Protests were held daily all across Nepal by differing factions.
Driving on the streets of Kathmandu requires a certain skill. Dodging oncoming vehicles in a broken one-lane street sucks, but dodging motorcyles, rickshaws, bicyles, humans and the occasional roaming cow makes navigation all the harder. The most common sight, the 800cc Suzuki car is a preferred mode of transport just given its ability to squeeze into pedestrain-only streets. Within minutes of arrival, i had grown to hate the consistent and indiscrimminate honking of vehicles. This is how it goes: One guy will get impatient and honks his vehicle, others behind him will wonder what is holding up the queue and if someone is honking, they will get queasy if their finger was not on the honk too. And so…the whole street honks, but by which time, whatever obstruction had already gone away anyways. Honking is also used for other purposes, such as saying Hello, sexy ladies, or Move out of the way you Mofo cos i am speeding down this ped-only street! After a while, I wasn’t quite sure what the honking met but i recommend earplugs, because honking starts at 7am, and doesnt stop till 10pm or so. It is definitely worst than roosters crowing.
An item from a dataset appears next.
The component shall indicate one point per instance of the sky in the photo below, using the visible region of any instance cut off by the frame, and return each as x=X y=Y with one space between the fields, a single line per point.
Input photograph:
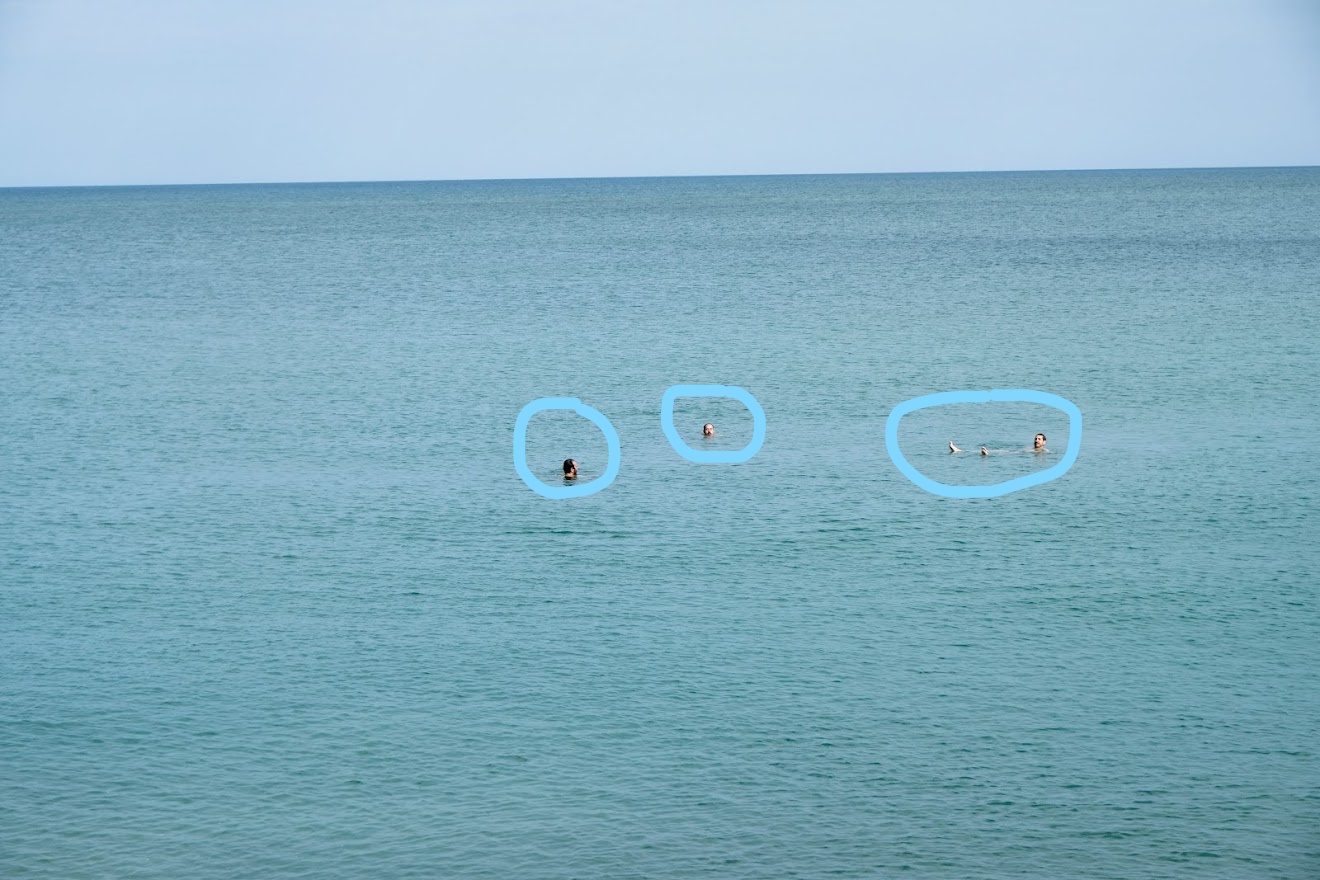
x=215 y=91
Talk about gridlocked. Man, rickshaw vs suzukis and motorcycles.
So, what do I make of it all? Kathmandu has awaken a feeling that I wasn’t expecting on this trip. One of confusion. I don’t know if I like this place at all. I am not sure if I like the people, whom in their sadness and deprived state have grown dependent on interntional aid dollars and thus feel entitled or that the ugliness of the city is about the best thing that covers up the darkness of its inhabitants souls.
Oh Kathmandu. Elusive you are not, pretty you certainly aren’t. But quite an experience nonetheless.